Certes, je partais sceptique déjà de base, voire très sceptique, l'affiche et le trailer n'aidant en rien, pas plus que le casting (Jack whitehall est mignon et gentil mais n'est pas franchement bon acteur) mais j'ai quand même voulu lui laisser une chance, et sans me baser sur le film. Et d'ailleurs, si la série prend effectivement quelques libertés par rapport à l'oeuvre originale tout en y maintenant pas mal de clins d'oeils (parfois un peu lourds), elle n'apporte strictement rien. Tout y est absolument creux et plat, que ce soit l'humour, les situations, les personnages, les acteurs pas charismatiques (celle qui joue la lesbienne c'est un enfer, entre surjeu et nonchalance). D'ailleurs, personne n'a l'air d'y croire, même keke palmer qui se démène comme elle peut, mais sans trop se sentir concernée non plus au final. C'est d'ailleurs celle qui s'en tire le mieux, tant le reste du casting fait davantage office de présence (même justin kirk -weeds).

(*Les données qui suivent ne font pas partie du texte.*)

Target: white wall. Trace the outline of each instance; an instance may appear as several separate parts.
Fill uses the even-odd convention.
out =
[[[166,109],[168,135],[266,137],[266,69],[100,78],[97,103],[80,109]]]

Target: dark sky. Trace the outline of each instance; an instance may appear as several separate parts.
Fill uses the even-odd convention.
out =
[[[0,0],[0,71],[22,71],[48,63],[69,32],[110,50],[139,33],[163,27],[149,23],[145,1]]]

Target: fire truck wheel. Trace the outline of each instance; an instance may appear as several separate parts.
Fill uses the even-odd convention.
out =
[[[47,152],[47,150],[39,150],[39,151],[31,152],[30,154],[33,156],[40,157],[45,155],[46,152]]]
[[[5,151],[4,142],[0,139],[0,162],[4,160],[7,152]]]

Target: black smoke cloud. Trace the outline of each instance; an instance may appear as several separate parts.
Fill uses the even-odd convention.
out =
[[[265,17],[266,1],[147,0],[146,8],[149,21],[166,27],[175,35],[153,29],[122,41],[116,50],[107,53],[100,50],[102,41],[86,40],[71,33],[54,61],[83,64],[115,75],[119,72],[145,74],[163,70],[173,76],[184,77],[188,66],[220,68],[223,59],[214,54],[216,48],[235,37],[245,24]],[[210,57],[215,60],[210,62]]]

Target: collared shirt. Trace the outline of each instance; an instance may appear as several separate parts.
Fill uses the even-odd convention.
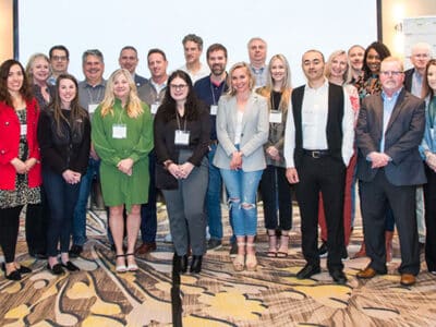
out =
[[[199,70],[195,73],[187,70],[186,64],[182,65],[180,68],[180,70],[186,72],[190,75],[192,85],[194,85],[196,81],[198,81],[203,77],[206,77],[210,74],[209,66],[207,64],[203,64],[203,63],[199,63]]]
[[[412,89],[411,94],[414,96],[421,98],[421,90],[422,90],[422,82],[423,82],[423,76],[414,70],[413,75],[412,75]]]
[[[393,93],[391,97],[388,97],[387,94],[383,90],[382,92],[382,99],[383,99],[383,134],[382,134],[382,142],[380,142],[380,153],[385,152],[385,133],[386,128],[388,126],[390,116],[392,114],[393,107],[397,104],[398,96],[401,92],[402,87]]]
[[[227,92],[228,86],[226,83],[226,78],[221,82],[221,84],[216,85],[211,83],[210,76],[198,80],[194,85],[194,90],[197,94],[197,97],[203,100],[207,106],[215,105],[218,106],[218,100],[221,95]],[[210,114],[210,140],[217,140],[217,116]]]
[[[254,78],[256,80],[255,88],[265,86],[266,85],[267,71],[268,71],[266,65],[261,66],[259,69],[256,69],[253,65],[250,65],[250,69],[252,70]]]
[[[315,106],[317,106],[315,108]],[[315,112],[316,110],[316,112]],[[292,112],[292,102],[289,104],[288,112]],[[312,116],[314,113],[314,116]],[[302,104],[303,124],[303,148],[327,149],[327,118],[328,118],[328,81],[317,89],[311,88],[307,84],[304,87]],[[320,120],[322,122],[317,122]],[[311,128],[313,126],[313,128]],[[316,128],[315,128],[316,126]],[[316,130],[315,130],[316,129]],[[319,140],[318,140],[319,138]],[[351,100],[343,90],[343,117],[342,117],[342,160],[349,165],[354,148],[354,111]],[[318,147],[317,147],[318,146]],[[317,148],[316,148],[317,147]],[[284,159],[287,168],[294,168],[293,153],[295,149],[295,125],[292,114],[288,114],[284,130]]]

Bref, The burbs partait déjà pour faire fuir, malgré un potentiel sympa, mais ce qui se veut comme une sorte de desperate housewives all inclusive ne se révèle être qu'un gros pétard mouillé où rien n'est à sauver. Ni drôle, ni touchante, ni prenante ou intriguante, et encore moins innovante, on ne coche de ce côté-là aucune case, et au final, on se fait juste ch***.